Oltre un terzo della popolazione italiana ha ricevuto la prima dose di vaccino anti-Covid. Ma le prossime settimane, quando l’Italia riceverà ancora più forniture, saranno quelle decisive per affrontare un’estate con minori restrizioni. Oggi tre regioni – Friuli Venezia Giulia, Molise e Sardegna – passano in zona bianca. E l’Italia intera, con i numeri dei contagi in calo, sembra destinata a finire presto nella fascia di minor rischio. Ma tutto dipenderà dalla campagna vaccinale.
«Negli ultimi giorni c’è stata un’accelerazione impressionante», spiega il sottosegretario alla Salute Pierpaolo Sileri al Corriere. «In due settimane gli italiani che hanno ricevuto la prima dose sono passati da 18 a 23 milioni, da 8 a 12 milioni i totalmente immunizzati». Ieri il numero dei morti, 44, è il più basso dall’ottobre scorso. «Ci aspettiamo che nel giro di 2-3 settimane le vittime diminuiranno in modo ancora più sensibile. I più fragili sopra gli 80 anni e i 70 sono stati protetti».
Il problema è che «l’adesione degli ultra 60enni purtroppo va a rilento. Bisogna cercarli, convincerli, raggiungerli. La strategia del vaccino sotto casa può essere vincente», dice. L’esitazione è dovuta al fatto che «il vaccino AstraZeneca tiene ingiustificatamente lontane tante persone. Gli eventi avversi gravi di trombosi sono rarissimi. Il rischio è maggiore sottoponendosi a un esame di risonanza magnetica con mezzo di contrasto: purtroppo un morto ogni milione».

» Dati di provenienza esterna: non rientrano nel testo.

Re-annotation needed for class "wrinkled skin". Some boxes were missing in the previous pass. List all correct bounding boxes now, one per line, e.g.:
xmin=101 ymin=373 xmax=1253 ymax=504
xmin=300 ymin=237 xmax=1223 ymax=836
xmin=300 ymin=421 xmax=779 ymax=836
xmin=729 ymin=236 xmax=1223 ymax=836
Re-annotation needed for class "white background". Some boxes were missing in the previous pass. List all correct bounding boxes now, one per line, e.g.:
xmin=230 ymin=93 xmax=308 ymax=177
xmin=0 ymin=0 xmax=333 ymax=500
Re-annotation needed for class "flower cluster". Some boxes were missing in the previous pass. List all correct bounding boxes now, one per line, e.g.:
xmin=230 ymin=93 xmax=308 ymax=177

Come convincere gli obiettori? «Gli open day organizzati in varie Regioni sono la strada giusta. Oltre a una campagna di sensibilizzazione dedicata. È un vero peccato non utilizzare queste dosi o addirittura buttarle via».
Dal 3 giugno, poi, si apre ai giovani. «Temo che i giovanissimi mostreranno una certa riluttanza», spiega però Sileri. «Dagli Stati Uniti arrivano segnali non incoraggianti. I giovani hanno la percezione che il virus non ci sia più, sanno di non ammalarsi ed è comprensibile che siano refrattari. Anche loro vanno convinti facendo leva sul green pass, la svolta». Il sottosegretario spiega che «la carta verde servirà per andare in discoteca all’aperto e viaggiare in libertà. I vaccinati saranno muniti di un documento per entrare, valido nove mesi. Ben diverso dall’obbligo di presentare l’esito negativo del tampone».
Il pericolo però restano le varianti di Sars-CoV-2, come spiega sulla Stampa il virologo Andrea Crisanti, che resta critico sulle riaperture. «Per fortuna la vaccinazione sta facendo da scudo, ma se finisse l’immunità o arrivasse la variante sbagliata torneremmo nei guai. E metà degli italiani deve ancora ricevere la prima dose», ricorda. Secondo Crisanti, «c’è una evidente sottostima dei contagi». E spiega: «Nel momento in cui si rimuovono le misure di sicurezza bisognerebbe aumentare tamponi e tracciamento, e invece succede il contrario».
«Non abbiamo certezza della situazione dei contagi, così come non monitoriamo a sufficienza le varianti», dice il virologo, che ricorda come nel Regno Unito «sono molto preoccupati» per la variante indiana, che è «molto più contagiosa di quella inglese e destinata a spostare ancora più in alto l’asticella dell’immunità di gregge».
Il ministro della Salute Roberto Speranza a Che Tempo che Fa ha spiegato che «sarà molto probabile dover fare una terza dose di vaccino, un richiamo che sarà probabilmente “modificato” per coprire le varianti. Bisognerà dunque passare da una fase straordinaria a una fase ordinaria e penso che questa nuova ordinarietà possa essere affidata alla nostra straordinaria rete di medici di medicina generale».
Secondo Sileri, però, «da noi l’1% dei casi è dovuto alla variante indiana, quindi la minoranza, eppure qualcuno se l’è presa. Se vogliamo evitare il pericolo di prenderla tre sono le soluzioni: vaccinazione, mascherina e distanziamento. Anziché spaventarci, teniamo presenti queste tre regolette».
Così, aggiunge, «la mascherina potrà essere abbandonata nei luoghi all’aperto e al di fuori degli assembramenti quando avremo 30 milioni di vaccinati con una dose e 20 milioni con la seconda. Quindi ci siamo. La seconda metà di luglio potrebbe essere il periodo giusto». Ma Speranza frena: «Appena gli scienziati ce lo diranno potremo toglierle all’aperto e solo dopo al chiuso. In una fase di transizione dobbiamo non avere fretta e non dobbiamo vanificare gli sforzi fatti».